The advantages to this system are numerous:  no back-breaking weeding, no threat of furry predators, limited water usage,  protection from bad weather, no dirt to rinse from vegetables, and the potential for year-round production. But the benefit we value the most is the fact that aquaponics creates a closed-loop system that does not need synthetic chemicals. In fact, the system is more productive without any input at all!  And as we all know, having a smaller ecological footprint is beneficial for us all.

Early Morning Harvest’s founder and owner, Jeff Hafner, is no stranger to sustainable agriculture. After farming with his father, Earl Hafner, for seven years, the father-son pair decided to begin transitioning both their farmland and cattle to organic. Now with a few hundred head of certified organic cow-calf pairs and with over 1,000 acres of certified organic crops, Jeff began looking at new and innovative ways to grow vegetables sustainably.

While serving overseas, he met a colleague that was working on his PhD in aquaponics. Although the term was new to him, he was immediately intrigued. In late 2010, he purchased a system from Nelson & Pade, a Wisconsin-based aquaponics research and supply company, and began to convert an old hog building on his farm into a greenhouse.  It wasn’t long before Jeff began hiring a small staff that would help build Early Morning Harvest so he could continue to focus on farming. And now with a grant from Iowa State University, over the next two years, Jeff and his team will research the economic feasibility of aquaponics for other small-scale Iowa farmers who, like Jeff, enjoy trying something new that benefits the environment and local community.

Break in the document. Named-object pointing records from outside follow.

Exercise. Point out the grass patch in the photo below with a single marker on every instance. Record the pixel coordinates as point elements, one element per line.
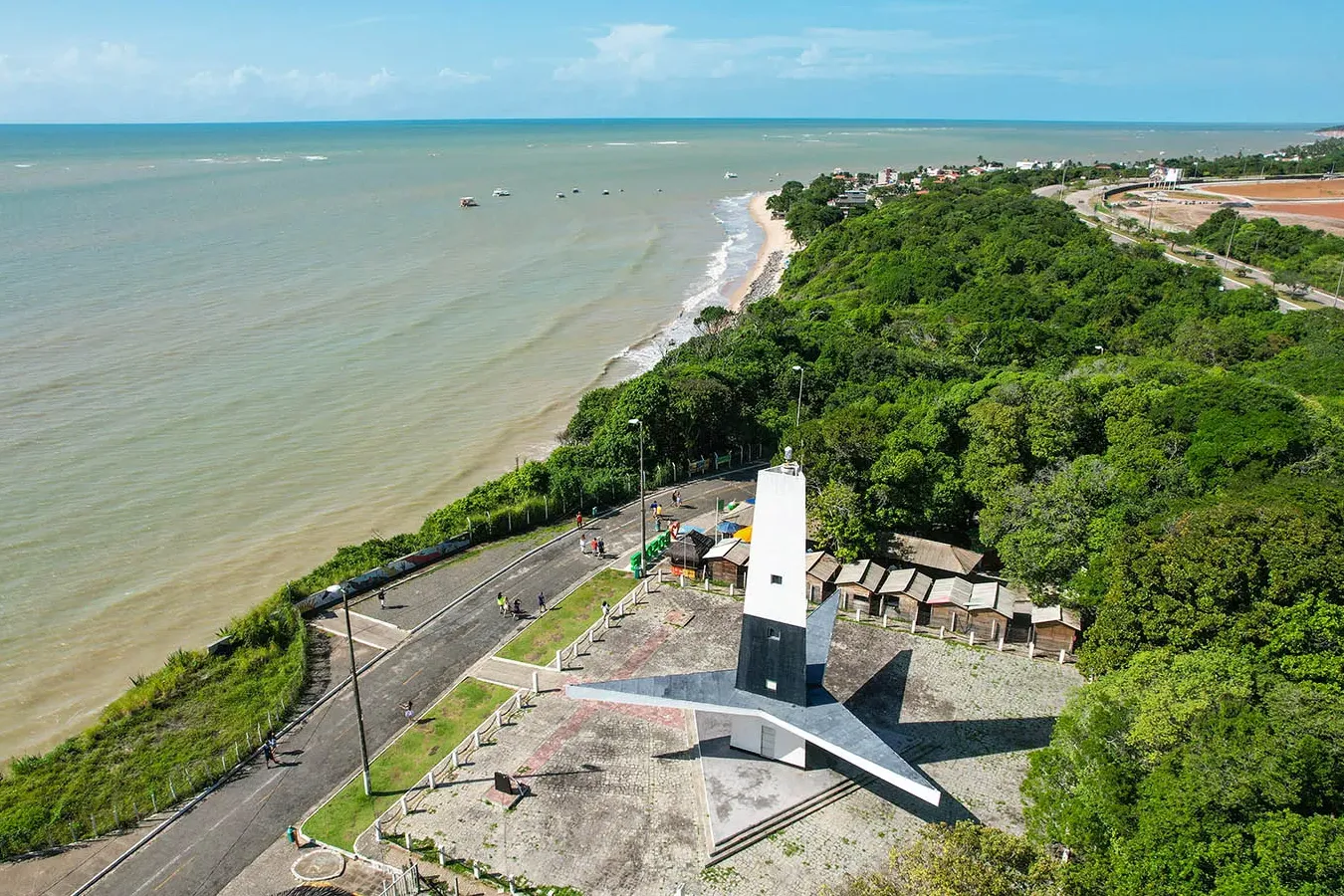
<point>567,619</point>
<point>167,734</point>
<point>349,811</point>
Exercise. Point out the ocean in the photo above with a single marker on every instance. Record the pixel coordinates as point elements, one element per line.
<point>229,349</point>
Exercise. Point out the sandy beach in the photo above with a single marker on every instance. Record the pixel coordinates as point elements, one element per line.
<point>776,241</point>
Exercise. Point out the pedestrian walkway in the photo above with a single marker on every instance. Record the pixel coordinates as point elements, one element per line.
<point>454,604</point>
<point>515,675</point>
<point>367,630</point>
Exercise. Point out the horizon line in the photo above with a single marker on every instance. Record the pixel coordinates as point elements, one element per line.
<point>1314,125</point>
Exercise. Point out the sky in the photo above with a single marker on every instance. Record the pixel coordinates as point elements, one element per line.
<point>160,61</point>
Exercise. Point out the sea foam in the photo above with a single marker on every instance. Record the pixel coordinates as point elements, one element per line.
<point>728,264</point>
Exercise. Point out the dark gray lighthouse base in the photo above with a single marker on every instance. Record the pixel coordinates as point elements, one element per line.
<point>749,796</point>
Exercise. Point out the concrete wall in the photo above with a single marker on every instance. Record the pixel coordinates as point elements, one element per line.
<point>776,576</point>
<point>787,746</point>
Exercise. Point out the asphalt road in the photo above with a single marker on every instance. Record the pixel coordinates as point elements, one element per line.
<point>204,849</point>
<point>1082,202</point>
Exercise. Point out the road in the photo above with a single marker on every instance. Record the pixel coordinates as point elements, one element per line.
<point>204,849</point>
<point>1083,202</point>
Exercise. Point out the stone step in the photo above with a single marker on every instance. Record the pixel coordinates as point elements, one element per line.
<point>783,819</point>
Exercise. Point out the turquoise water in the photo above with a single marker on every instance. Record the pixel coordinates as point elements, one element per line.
<point>227,349</point>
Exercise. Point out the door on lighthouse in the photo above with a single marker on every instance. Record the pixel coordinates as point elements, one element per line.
<point>768,742</point>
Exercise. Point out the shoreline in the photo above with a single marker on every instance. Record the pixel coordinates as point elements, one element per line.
<point>764,277</point>
<point>47,722</point>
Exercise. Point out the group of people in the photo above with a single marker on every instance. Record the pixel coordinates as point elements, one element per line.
<point>518,604</point>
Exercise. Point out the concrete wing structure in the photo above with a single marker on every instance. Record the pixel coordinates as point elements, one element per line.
<point>776,695</point>
<point>772,729</point>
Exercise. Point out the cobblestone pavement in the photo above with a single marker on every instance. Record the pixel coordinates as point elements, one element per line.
<point>226,831</point>
<point>617,800</point>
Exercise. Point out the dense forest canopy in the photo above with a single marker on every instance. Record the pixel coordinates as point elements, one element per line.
<point>1129,439</point>
<point>1126,438</point>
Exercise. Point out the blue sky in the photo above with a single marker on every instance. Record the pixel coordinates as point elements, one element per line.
<point>96,61</point>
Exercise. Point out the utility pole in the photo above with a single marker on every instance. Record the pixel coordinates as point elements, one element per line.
<point>644,511</point>
<point>359,712</point>
<point>797,418</point>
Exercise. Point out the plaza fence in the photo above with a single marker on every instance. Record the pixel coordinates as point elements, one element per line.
<point>446,768</point>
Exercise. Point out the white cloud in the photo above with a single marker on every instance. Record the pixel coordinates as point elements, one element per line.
<point>111,65</point>
<point>630,54</point>
<point>452,76</point>
<point>322,89</point>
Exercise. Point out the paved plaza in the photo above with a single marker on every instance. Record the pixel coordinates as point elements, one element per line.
<point>617,800</point>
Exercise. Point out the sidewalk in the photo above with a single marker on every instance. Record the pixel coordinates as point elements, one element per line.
<point>221,837</point>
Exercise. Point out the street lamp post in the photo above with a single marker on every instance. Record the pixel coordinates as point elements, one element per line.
<point>797,418</point>
<point>644,511</point>
<point>359,712</point>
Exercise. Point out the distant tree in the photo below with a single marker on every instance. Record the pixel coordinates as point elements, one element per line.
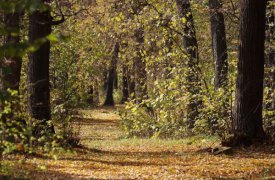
<point>248,121</point>
<point>140,67</point>
<point>125,86</point>
<point>219,46</point>
<point>191,46</point>
<point>40,26</point>
<point>109,101</point>
<point>270,58</point>
<point>12,63</point>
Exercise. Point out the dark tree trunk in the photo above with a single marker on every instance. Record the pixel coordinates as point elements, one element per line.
<point>247,121</point>
<point>270,58</point>
<point>131,84</point>
<point>116,80</point>
<point>105,79</point>
<point>38,67</point>
<point>110,86</point>
<point>90,99</point>
<point>125,90</point>
<point>12,64</point>
<point>191,46</point>
<point>140,67</point>
<point>218,43</point>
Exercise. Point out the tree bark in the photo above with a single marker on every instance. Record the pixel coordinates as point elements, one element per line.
<point>12,64</point>
<point>110,85</point>
<point>218,43</point>
<point>270,58</point>
<point>125,89</point>
<point>191,46</point>
<point>248,121</point>
<point>38,67</point>
<point>140,67</point>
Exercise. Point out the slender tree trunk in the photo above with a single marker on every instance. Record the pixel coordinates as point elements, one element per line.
<point>12,64</point>
<point>140,67</point>
<point>38,67</point>
<point>191,46</point>
<point>125,90</point>
<point>116,80</point>
<point>248,121</point>
<point>90,99</point>
<point>218,43</point>
<point>270,58</point>
<point>110,87</point>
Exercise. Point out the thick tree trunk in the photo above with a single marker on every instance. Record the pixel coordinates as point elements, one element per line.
<point>38,67</point>
<point>12,65</point>
<point>247,121</point>
<point>110,86</point>
<point>140,67</point>
<point>218,43</point>
<point>125,89</point>
<point>191,46</point>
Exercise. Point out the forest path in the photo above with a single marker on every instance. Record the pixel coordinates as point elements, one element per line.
<point>110,156</point>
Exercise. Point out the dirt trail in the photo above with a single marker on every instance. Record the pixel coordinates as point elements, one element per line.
<point>109,156</point>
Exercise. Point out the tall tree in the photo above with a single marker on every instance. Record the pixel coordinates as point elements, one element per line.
<point>125,87</point>
<point>38,67</point>
<point>109,101</point>
<point>12,64</point>
<point>218,43</point>
<point>191,46</point>
<point>270,58</point>
<point>248,121</point>
<point>140,67</point>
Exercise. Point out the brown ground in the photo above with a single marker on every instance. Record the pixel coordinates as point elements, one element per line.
<point>109,156</point>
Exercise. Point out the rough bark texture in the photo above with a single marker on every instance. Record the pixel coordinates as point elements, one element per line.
<point>110,86</point>
<point>38,67</point>
<point>218,43</point>
<point>125,89</point>
<point>140,67</point>
<point>270,58</point>
<point>191,46</point>
<point>247,121</point>
<point>12,65</point>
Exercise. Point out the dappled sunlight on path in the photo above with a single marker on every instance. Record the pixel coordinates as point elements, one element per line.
<point>110,156</point>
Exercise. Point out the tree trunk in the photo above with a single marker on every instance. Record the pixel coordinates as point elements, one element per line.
<point>12,64</point>
<point>218,43</point>
<point>247,121</point>
<point>110,86</point>
<point>191,46</point>
<point>140,67</point>
<point>116,80</point>
<point>125,90</point>
<point>38,67</point>
<point>270,58</point>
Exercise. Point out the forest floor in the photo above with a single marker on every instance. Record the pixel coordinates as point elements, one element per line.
<point>110,156</point>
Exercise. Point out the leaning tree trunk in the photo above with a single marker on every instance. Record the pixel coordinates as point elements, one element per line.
<point>110,84</point>
<point>38,67</point>
<point>218,43</point>
<point>140,67</point>
<point>248,121</point>
<point>191,46</point>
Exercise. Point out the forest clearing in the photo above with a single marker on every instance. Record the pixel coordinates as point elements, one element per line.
<point>137,89</point>
<point>110,156</point>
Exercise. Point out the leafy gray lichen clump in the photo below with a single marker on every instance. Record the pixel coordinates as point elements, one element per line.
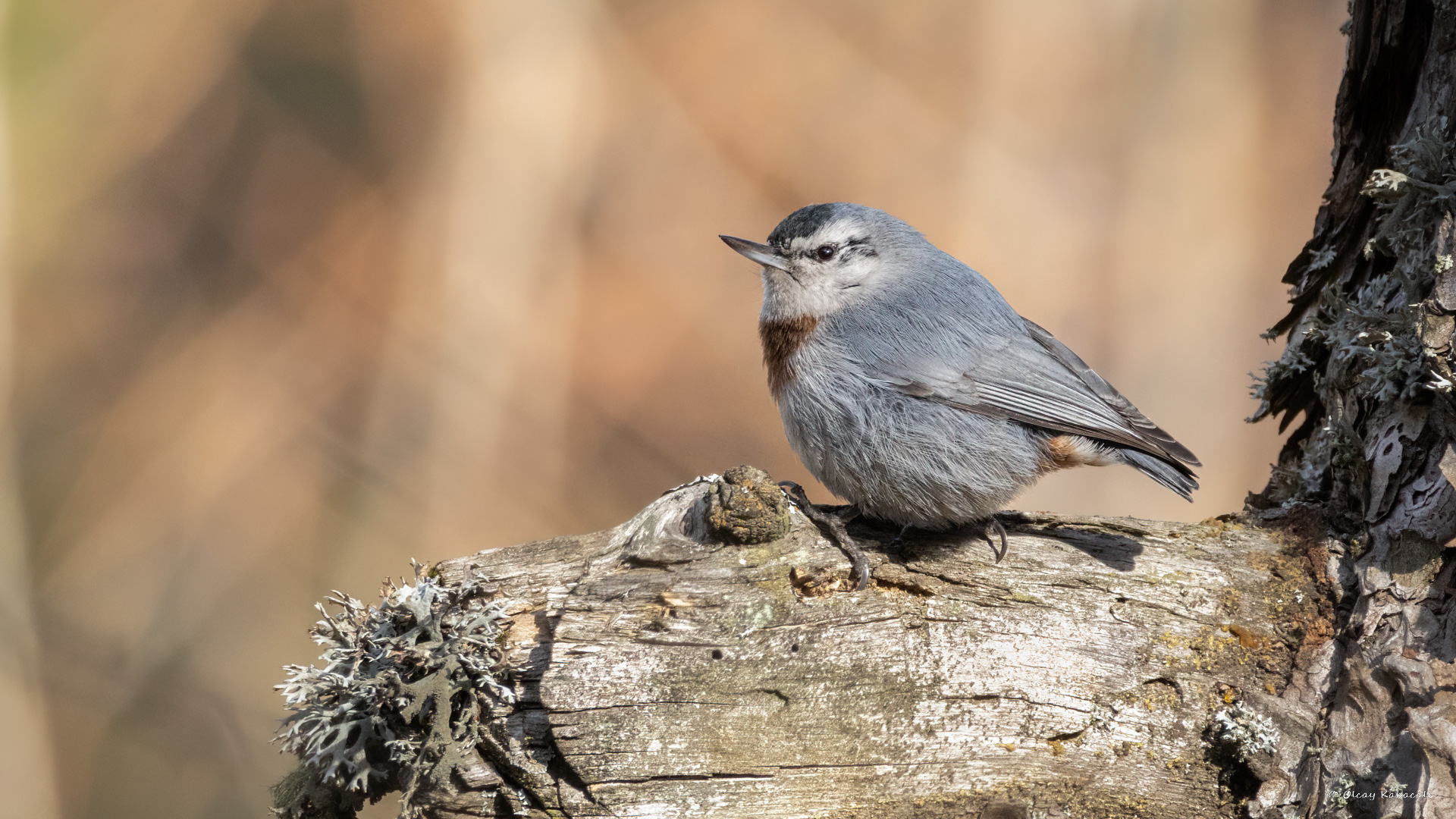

Early Morning Harvest hopes to begin giving tours of the facility in the fall once the system is up and running successfully. Please check back then to schedule your visit! In the meantime, sign up here to find out what we are harvesting in the garden each week. And be sure keep your eyes peeled for when we start harvesting red ripe tomatoes, crisp lettuce, fresh herbs and mouth-watering tilapia from our aquaponics system!

Comments

  1. Hi, I just found out about your aquaponics farm at the iafoodcoop websight when ordering. I am interested in a tour of your farm when you are ready. I am a member of a small group called Transition that is interested in sustainability issues. Please keep me posted and let me know when you are ready to set up tours. There would only be about 5 to 10 people who might show up. I am also interested in buckwheat and did not see that listed as something a person could order from you yet but did see it mentioned earlier. I’m really excited that someone in Iowa is doing this. Good Luck!

    Best Wishes,
    Jan

  2. Ruth KNeile says:

    Very exciting prospects, indeed!

  3. robert danderand says:

    Hi i think its great iowa will still lead the ag business. im applying the same concept in my backyard in sioux city. aquaponics and vertical farming is the future. a brain to pick would be great as no one knows what im talking about.